There’s no one-size-fits-all diet. If you want to avoid spiking your blood sugar with a snack, a banana may seem like a better choice than a sugary cookie. But some people in a 2015 study of 800 Israeli volunteers got their biggest blood sugar spike from bananas or bread instead of from sugar-laden baked goods. And as nutrition scientist Elizabeth Parks of the University of Missouri, Columbia, notes, “We all know people who lose weight easily, and others who don’t.”
Now, the U.S. National Institutes of Health (NIH) is making a major push to understand these individual differences. Last week, the agency announced what it calls the largest study yet to probe “precision nutrition,” a $156 million, 5-year effort to examine how 10,000 Americans process foods by collecting data ranging from continuous blood glucose levels to microbes in a person’s gut.
The study “has the potential to truly transform the field of nutrition science,” generating new tools, methods, and “a wealth of data to fuel discovery science for years to come,” Griffin Rodgers, director of the National Institute of Diabetes and Digestive and Kidney Diseases (NIDDK), said last year at an NIH board meeting where he introduced the project. Ultimately, it might enable nutritionists to tailor diets to an individual’s genes and microbiome.
And it is part of a broader push at NIH to boost nutrition science, a field sometimes viewed as “fuzzy” because “we are free-range eaters” and our diets are hard to control, notes Paul Coates, vice president of the American Society for Nutrition, who headed NIH’s dietary supplements office until he retired in 2018.
In May 2020, NIH Director Francis Collins released the agency’s first-ever 10-year strategic plan for nutrition science, acknowledging the importance of diet in chronic diseases such as heart disease and diabetes. The plan aims to fold in basic disciplines such as neurobiology, study the role of diet across the life span, consider how food can serve as medicine, and elevate precision nutrition. The concept recognizes that how the human body responds to food depends on factors from genetics to sleep habits, social environment, and gut microbes. For example, the Israeli study that found individual differences in the response to refined sugar versus fruit showed the microbiome was largely responsible.

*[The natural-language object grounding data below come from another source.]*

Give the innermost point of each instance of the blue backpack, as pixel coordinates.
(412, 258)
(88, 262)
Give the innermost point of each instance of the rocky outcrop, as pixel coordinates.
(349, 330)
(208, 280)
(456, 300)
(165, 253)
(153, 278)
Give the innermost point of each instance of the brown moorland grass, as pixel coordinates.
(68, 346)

Now comes NIH’s Nutrition for Precision Health, which will piggyback on All of Us, the agency’s huge genomics and health study that has fully enrolled 272,000 of a planned 1 million participants, more than 50% from minority groups. “We realized it would be a really great fit” to take advantage of the All of Us data and infrastructure, says Holly Nicastro, a study coordinator and program director at NIH’s nutrition office.
Some 10,000 All of Us participants who join the nutrition study will wear various monitors to track physical activity, blood sugar, and more; record what they eat; and visit a clinic to consume a specific meal and undergo clinical tests. A subset of up to 1500 will also follow three different diets at home or in the clinic, and then have the same tests. And 500 to 1000 volunteers will live at a clinical center for three 2-week stretches while eating three tightly controlled diets. Such “feeding” studies are the field’s gold standard, but their high cost usually keeps them small. NIH has recently conducted some in its clinical center to explore, for example, the effects of ultraprocessed foods, but they involved only 20 people.

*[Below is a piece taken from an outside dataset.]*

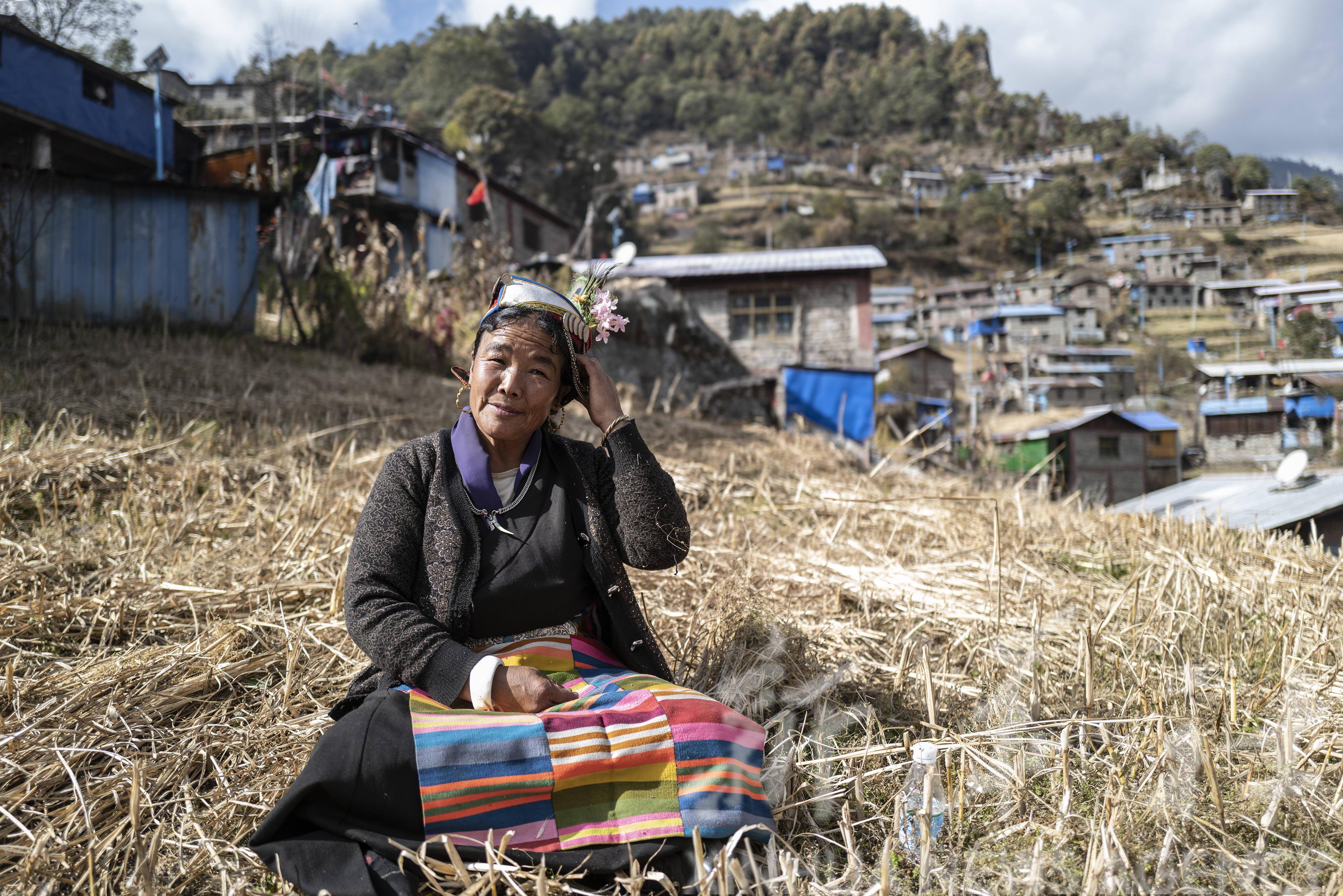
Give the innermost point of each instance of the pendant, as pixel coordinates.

By collecting a wide range of personal data, from participants’ DNA makeup to their ZIP code, “we are removing a lot of that ‘noise’ that we had for years, created by the factors that we were not measuring before,” says Tufts University nutrition scientist José Ordovás who, with Parks, co-chaired a workshop last month to discuss the study. Artificial intelligence researchers will then use the collected data to create models that predict the best diet for an individual—an effort pioneered by the Israeli study, which spun off a company that developed an algorithm to tailor diets for people who are diabetic or trying to lose weight. A second, 5-year phase could test those models in clinical trials.

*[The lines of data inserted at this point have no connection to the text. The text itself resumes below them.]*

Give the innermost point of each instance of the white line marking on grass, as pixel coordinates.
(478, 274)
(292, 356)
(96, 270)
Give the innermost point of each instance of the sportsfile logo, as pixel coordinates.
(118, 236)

NIH is now inviting proposals for study components such as a data center, clinical centers, and a microbiome center. The aim is to begin enrolling volunteers by January 2023. “There’s so much excitement” about the study, Parks says.
She and other nutritionists also welcome other signals of NIH’s new focus on nutrition. Its Office of Nutrition Research, once part of the NIH director’s office, was demoted years ago to NIDDK. Last month, Collins announced it has been restored. Coates hopes that will mean a larger staff—the office now has just six people—and a modest budget to cofund studies with NIH institutes. “A lot [of nutrition science] falls between the cracks,” he says—gaps he now hopes will close.